Health IT

Preventice turns to Mayo, life science partners to help develop mobile apps

In a $120 million (and growing) market saturated with thousands of products, a company that […]

In a $120 million (and growing) market saturated with thousands of products, a company that creates medical mobile apps has to do something to make itself stand out.

Preventice, a health IT company based in Rochester, Minnesota, thinks it has a winning formula.

Preventice Inc. (formerly Boost Information Systems) develops mobile to cloud-based health technologies for smartphones and tablets. Through collaborations with the likes of Merck and Mayo Clinic, the company has released close to 40 applications that target prescription medication management, cardiac care, sleep apnea and diabetes management.

In 2012, the five-year-old company plans on fundraising, establishing a new headquarters in Minneapolis, adding to its 40-person staff and applying for FDA approval for a cardiac monitoring app.

Each of Preventice’s apps is developed with input from clinicians or life science companies, which is what the company’s executives say sets it apart from other companies in the space. They’re not trying to replace a doctor’s care, but rather to make it easier and more efficient.

“We don’t see ourselves working in parallel with the healthcare industry,” said Mike Emerson, senior vice president of marketing. “We look to be that connecting fabric between the patients and various healthcare providers.”

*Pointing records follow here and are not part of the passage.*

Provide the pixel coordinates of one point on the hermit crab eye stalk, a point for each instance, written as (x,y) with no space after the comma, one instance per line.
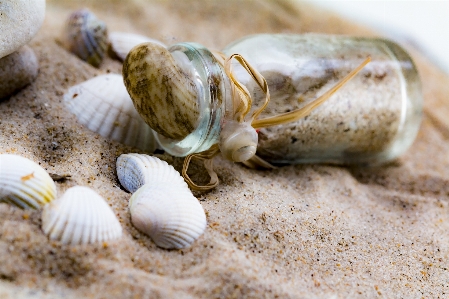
(238,141)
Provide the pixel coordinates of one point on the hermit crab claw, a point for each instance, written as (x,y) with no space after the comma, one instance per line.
(238,141)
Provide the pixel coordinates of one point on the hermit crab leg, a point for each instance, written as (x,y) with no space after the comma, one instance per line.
(207,157)
(304,111)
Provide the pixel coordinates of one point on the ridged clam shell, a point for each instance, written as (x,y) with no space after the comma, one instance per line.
(80,216)
(86,36)
(24,183)
(169,214)
(136,170)
(121,43)
(103,105)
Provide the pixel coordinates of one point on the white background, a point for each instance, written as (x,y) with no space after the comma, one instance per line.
(425,23)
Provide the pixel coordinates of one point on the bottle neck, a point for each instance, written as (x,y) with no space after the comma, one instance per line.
(213,93)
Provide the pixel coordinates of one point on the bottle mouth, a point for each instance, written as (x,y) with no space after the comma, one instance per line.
(213,92)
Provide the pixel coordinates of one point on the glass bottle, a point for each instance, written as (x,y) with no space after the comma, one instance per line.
(374,118)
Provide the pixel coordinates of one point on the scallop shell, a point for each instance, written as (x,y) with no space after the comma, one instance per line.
(103,105)
(80,216)
(122,43)
(135,170)
(168,213)
(86,36)
(24,183)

“The landscape is very crowded, and people wonder why these companies haven’t achieved success and physician adoption,” added Rick Tanler, senior vice president of emerging markets. “We know from our experience that physicians don’t want to take on more unreimbursed products. They are looking at the workload and cost of everything else. What distinguishes us from the outset is that the company has worked with leading clinics to build the apps that they thought the market needed — in many cases they were the market.”

Slow physician adoption is often cited as a primary reason that mobile technology has taken so long to be integrated into healthcare, compared to other industries. Part of that has to do with reimbursement issues, since there are no incentives for primary care providers to use mobile technology under a fee-for-service model, and products that will keep patients out of a doctor’s office could actually hurt physicians’ bottom lines.

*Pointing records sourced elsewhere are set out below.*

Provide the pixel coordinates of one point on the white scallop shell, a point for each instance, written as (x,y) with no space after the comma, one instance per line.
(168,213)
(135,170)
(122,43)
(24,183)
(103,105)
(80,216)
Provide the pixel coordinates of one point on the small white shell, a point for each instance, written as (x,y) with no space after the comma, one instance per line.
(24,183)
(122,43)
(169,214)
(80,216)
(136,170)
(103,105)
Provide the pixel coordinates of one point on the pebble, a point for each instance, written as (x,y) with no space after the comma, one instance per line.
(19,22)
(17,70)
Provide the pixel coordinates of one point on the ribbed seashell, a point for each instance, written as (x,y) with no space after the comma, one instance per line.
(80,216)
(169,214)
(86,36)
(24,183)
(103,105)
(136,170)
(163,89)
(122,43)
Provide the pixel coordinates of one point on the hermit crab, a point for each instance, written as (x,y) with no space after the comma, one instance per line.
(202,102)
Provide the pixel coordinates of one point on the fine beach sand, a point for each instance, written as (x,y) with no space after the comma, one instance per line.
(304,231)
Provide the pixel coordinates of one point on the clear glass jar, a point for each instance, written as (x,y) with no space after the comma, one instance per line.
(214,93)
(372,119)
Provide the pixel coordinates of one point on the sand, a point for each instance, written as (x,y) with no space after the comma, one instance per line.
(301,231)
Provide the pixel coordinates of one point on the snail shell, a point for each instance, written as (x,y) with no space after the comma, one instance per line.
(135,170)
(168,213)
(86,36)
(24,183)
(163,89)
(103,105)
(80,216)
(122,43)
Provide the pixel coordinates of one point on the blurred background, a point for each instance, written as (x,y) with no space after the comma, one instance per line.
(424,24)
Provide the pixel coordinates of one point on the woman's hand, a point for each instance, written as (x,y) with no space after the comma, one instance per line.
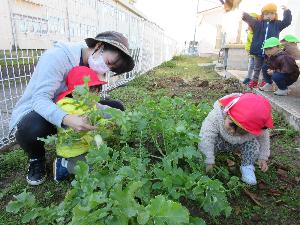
(77,122)
(270,72)
(262,164)
(209,167)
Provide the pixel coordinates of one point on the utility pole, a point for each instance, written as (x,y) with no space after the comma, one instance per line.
(193,46)
(196,21)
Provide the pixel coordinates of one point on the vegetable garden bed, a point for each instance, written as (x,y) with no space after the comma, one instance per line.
(150,170)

Among Preventice’s offerings are SleepSound, a mobile solution that analyzes a person’s snoring to assess his or her risk for sleep apnea, and HealthClips Rx, a cloud-based platform for on-demand educational videos (sold by Milner-Fenwick) that healthcare providers can prescribe for patients.

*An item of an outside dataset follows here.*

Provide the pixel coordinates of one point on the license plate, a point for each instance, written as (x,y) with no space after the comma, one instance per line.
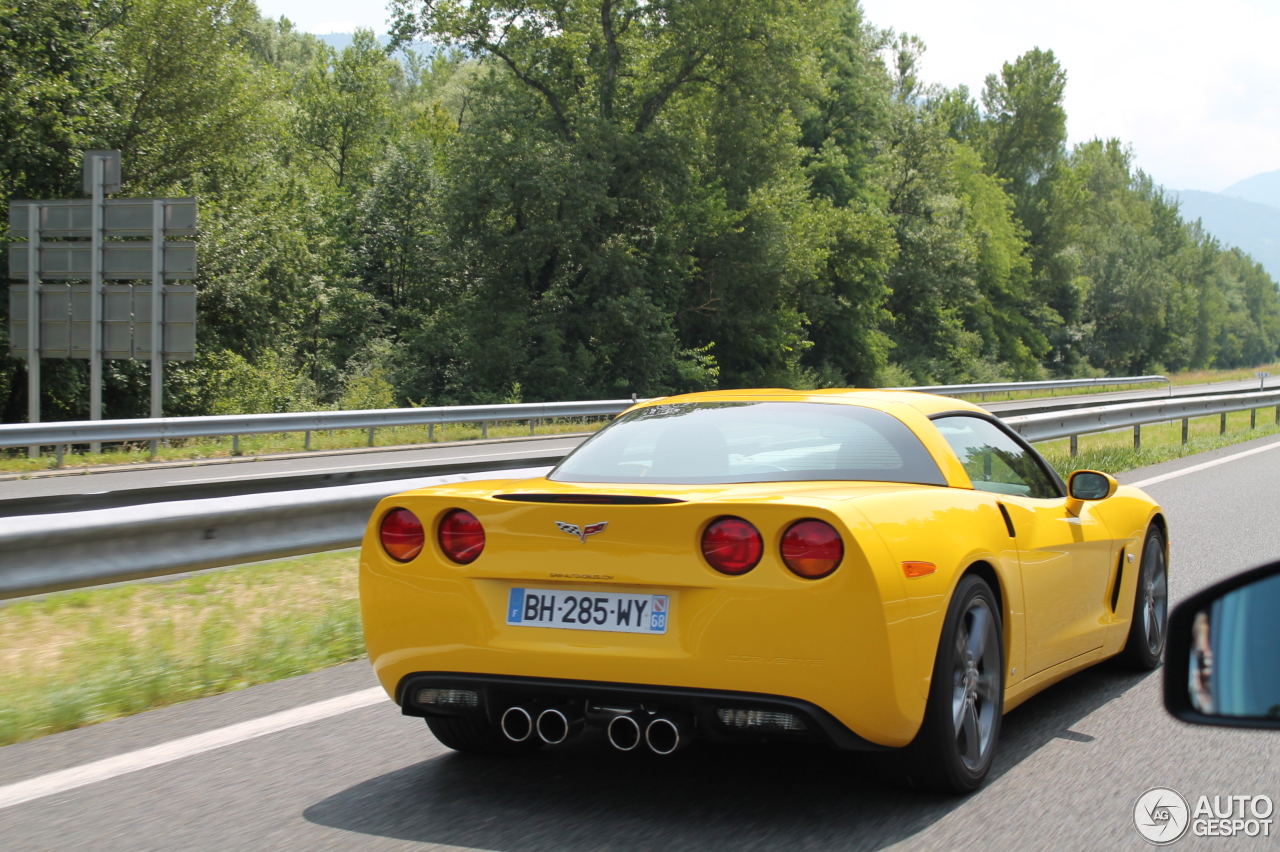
(580,610)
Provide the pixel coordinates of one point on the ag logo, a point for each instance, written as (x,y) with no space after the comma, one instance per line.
(1161,815)
(581,532)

Its most recent release is the  Contact Allergen Replacement Database (CARD) application, which gives patients access to information about chemicals, preservatives and fragrances in skincare products that cause allergic reactions, and allows them to track and photograph allergic reactions.

With revenue doubling year on year, the company has experienced steady growth. An underlying consulting business provided enough revenue to get Preventice on its feet before needing a round of funding. When the time came to raise money, Fargo, North Dakota firm Arthur Ventures invested $1.5 million, and an undisclosed “big life science company” added more funding to that round in January, Emerson said. Arthur also had interest in growing Fargo’s workforce, so Preventice opened a development office there in March.

The company will gear up to start raising more capital in mid-2012, he said.

In the next several months, Preventice will focus on submitting to the FDA a new app it’s developed with Mayo Clinic. The cardiac care app allows physicians to monitor patients remotely, which potentially allows patients to leave hospitals one to two days earlier, said Dyke Hensen, senior vice president of strategic partnerships.

The process of approval is likely to take four to six months, Hensen said, but that brings up another challenge for mobile health companies. Although the U.S. Food and Drug Administration has released some guidelines for its oversight of medical mobile apps, there’s uncertainty about how regulations expected to be rolled out next year will affect the market.

Long term, Emerson said the company is thinking globally and looks to expand distribution internationally over the next 18 months.

“The market is absolutely ready,” Hensen said. “The government, the market and the technology are all coming together rapidly. It’s going to be a revolution.”